TEMPO
Temporal Event Modeling for Perception & Organization
Multimodal models trained on next-token prediction or contrastive objectives develop strong single-frame and short-context representations. They do not learn temporal event structure. They do not model how semantic states transition across time, what causal dependencies connect events, or how intent propagates through a sequence. These properties do not emerge reliably from scale alone — they require supervision signals and representation targets explicitly designed around temporal structure.
TEMPO researches learned temporal event representations for multimodal sequences. The central hypothesis is that reliable long-horizon multimodal reasoning requires explicit modeling of event boundaries, causal dependencies, and semantic state transitions as first-class representational objects — not as implicit correlates of frame-level features. We develop and evaluate these representations using STR artifacts as supervision targets, which provide semantically dense, temporally structured training signal at significantly lower cost than pixel-space or latent-space generation objectives.
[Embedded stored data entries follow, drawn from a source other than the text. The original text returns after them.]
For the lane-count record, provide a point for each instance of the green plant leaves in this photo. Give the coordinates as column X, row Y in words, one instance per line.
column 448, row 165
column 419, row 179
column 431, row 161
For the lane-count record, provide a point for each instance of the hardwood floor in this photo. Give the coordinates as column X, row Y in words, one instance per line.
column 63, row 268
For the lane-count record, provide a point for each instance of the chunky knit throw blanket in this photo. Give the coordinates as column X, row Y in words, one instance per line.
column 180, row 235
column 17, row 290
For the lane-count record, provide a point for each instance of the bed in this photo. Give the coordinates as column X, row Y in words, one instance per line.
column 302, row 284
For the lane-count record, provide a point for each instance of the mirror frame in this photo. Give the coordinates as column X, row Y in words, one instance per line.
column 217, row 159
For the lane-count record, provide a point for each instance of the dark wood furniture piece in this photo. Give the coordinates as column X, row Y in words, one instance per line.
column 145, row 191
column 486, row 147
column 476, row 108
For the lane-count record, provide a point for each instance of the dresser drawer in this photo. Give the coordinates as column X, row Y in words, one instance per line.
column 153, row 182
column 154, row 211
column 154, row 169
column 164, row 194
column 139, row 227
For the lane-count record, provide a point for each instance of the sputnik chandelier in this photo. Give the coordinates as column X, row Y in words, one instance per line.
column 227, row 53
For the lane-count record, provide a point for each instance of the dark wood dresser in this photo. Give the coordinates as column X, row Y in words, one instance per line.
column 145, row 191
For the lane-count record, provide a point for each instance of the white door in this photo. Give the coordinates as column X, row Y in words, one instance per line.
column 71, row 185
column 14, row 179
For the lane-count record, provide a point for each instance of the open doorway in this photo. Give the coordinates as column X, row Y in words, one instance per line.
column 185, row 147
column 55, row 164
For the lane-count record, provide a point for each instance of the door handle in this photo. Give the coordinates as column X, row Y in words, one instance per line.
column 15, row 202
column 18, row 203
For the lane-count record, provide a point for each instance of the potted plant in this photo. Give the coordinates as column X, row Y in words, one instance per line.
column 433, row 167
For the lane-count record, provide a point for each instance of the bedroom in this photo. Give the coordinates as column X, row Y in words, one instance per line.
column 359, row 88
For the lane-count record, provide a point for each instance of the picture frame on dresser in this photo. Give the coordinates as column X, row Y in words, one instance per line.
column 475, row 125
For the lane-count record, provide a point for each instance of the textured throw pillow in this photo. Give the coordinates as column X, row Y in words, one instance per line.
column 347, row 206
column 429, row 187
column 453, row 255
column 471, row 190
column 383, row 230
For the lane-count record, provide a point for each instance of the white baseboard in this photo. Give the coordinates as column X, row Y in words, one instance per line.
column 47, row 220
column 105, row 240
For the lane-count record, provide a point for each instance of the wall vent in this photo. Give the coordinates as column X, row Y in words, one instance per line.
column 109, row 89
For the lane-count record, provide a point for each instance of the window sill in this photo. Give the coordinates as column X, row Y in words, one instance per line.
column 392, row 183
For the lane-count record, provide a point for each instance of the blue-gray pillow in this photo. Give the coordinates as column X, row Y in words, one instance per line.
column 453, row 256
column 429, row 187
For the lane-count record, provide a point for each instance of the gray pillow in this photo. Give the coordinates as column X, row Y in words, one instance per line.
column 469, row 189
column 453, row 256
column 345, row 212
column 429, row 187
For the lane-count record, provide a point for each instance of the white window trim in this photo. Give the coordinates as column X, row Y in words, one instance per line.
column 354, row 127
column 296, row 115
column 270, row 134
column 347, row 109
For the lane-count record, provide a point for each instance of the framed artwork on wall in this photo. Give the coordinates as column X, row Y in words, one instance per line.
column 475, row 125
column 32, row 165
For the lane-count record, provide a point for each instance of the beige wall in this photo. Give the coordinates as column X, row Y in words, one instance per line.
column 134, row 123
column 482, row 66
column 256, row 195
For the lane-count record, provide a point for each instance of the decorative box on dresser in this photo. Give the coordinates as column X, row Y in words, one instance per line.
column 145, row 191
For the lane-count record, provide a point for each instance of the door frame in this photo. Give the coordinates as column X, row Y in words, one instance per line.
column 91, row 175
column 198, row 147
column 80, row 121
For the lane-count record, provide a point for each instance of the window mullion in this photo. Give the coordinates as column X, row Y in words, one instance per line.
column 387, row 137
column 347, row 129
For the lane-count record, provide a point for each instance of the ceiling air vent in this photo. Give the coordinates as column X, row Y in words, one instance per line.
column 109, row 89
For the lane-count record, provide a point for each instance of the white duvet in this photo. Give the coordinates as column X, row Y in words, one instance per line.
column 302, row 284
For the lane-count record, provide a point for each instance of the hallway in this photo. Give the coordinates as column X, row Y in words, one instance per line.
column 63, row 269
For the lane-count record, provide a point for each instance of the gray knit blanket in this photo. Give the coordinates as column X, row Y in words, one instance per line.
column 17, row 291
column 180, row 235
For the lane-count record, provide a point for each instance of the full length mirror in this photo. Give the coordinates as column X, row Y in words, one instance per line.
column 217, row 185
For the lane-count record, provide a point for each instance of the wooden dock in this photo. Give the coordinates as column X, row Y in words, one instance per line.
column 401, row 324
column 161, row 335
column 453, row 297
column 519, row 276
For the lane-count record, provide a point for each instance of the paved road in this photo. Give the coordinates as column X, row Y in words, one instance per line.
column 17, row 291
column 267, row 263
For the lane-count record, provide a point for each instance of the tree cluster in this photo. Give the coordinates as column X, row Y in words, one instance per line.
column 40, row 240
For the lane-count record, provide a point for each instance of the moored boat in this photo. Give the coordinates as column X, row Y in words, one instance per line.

Training on real human decisions in production — rather than synthetic benchmarks or web-scraped video — is a deliberate methodological choice. Human editorial decisions encode implicit temporal reasoning: what matters, when it matters, and why it relates to what preceded it. This signal is not available in standard video datasets and is not reproducible outside a production deployment surface.
The program runs in three stages, each producing research artifacts integrated into production before the next begins.
Stage 1: Temporal event representation architecture. Long-context evaluation harness designed for causal coherence and semantic consistency under distribution shift. Production integration for real-world measurement against live human signal.
Stage 2: Cross-domain generalization of temporal representations. Robustness under input perturbation and context length scaling. Evaluation against external multimodal baselines through the UMI.
Stage 3: Long-horizon sequential reasoning across extended multimodal contexts. Cross-task transfer of temporal representations beyond the training domain. Selective external disclosure aligned with IP and partnership strategy.